Can investment in pumped hydro make Tasmania the “battery of Australia”?
Posted 27 April 2017
A Federal Government study into expanding the Tasmanian pumped hydro system to serve as the “battery of Australia” is being met with some scepticism.
Prime Minister Malcolm Turnbull announced a $2.5 million feasibility study to assess several new pumped hydro energy storage schemes that could double the capacity of Hydro Tasmania.
“There is an opportunity here for Tasmania to play an even bigger part in ensuring that Australians have reliable and affordable energy
and, of course, that we meet our emissions reduction targets,” Turnbull said.
The study will determine the feasibility of four large projects: Mersey Forth-1, Mersey Forth-2, Great Lake and Lake Burbury. Each has a capacity of between 500MW to 700MW.
The study, to be carried out by the Australian Renewable Energy Agency (ARENA) and Hydro Tasmania, will also consider an alternative of nine small scale sites totalling 500MW, as well as the expansion of the Tarraleah and Gordon Power Stations.

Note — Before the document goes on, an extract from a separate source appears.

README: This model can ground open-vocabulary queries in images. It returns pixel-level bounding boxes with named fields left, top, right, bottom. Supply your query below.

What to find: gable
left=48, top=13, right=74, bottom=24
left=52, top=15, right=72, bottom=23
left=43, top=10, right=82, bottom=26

Turnbull said that by delivering up to 2500MW of storage capacity for the National Electricity Market, the expansion could see Tasmania serve as a “battery for Australia”.
“What we're seeing across the electricity market is traditional thermal power stations, base load power stations running 24 hours a day, and generating power in the middle of the night when there is not a lot of demand,” he said.
“You've also got wind farms generating a lot of power in the middle of the night, and sometimes in a state like South Australia, where they have a lot of wind, the price can actually go into negative territory because there is so much energy being generated by wind.
“This is where pumped hydro can constitute a very good base load customer
... What that would enable Hydro Tasmania to do with the pump storage capacity is when energy is cheap, it’s literally just to pump it back up the hill.”
But environmental educator and member of the Climate Tasmania advisory body Chris Harries has raised concerns about the proposal.
“A hotted-up Tasmanian power system would not generate any more hydro renewable energy than it does; it would simply be turned into a buffer, importing power so as to release it later on at peak times,” he wrote in an opinion piece
“It’s a way of storing coal-fired power but labelling it as clean hydro power. In the absence of truly massive investment in renewable energy generation, there is no way the Snowy and Tasmanian hydro electric systems
can absorb the amounts of power being purported unless that power is coal generated.”
The feasibility study announcement coincided with the release of a study into building a second electricity cable (2IC) linking Tasmania with the mainland.
The report by Dr John Tamblyn
found there were limited scenarios where a second cable – costing $1 billion in capital and $16.7 million in annual operation and maintenance costs – would be commercially viable.
“While a 2IC would be capable of delivering material benefits to the NEM and Tasmania, those benefits would need to outweigh the substantial capital and operating costs by a significant margin,” Tamblyn said.
But CEO of Hydro Tasmania Steve Davy said “to fully utilise that extra hydro capacity, we would require more connection with the mainland”.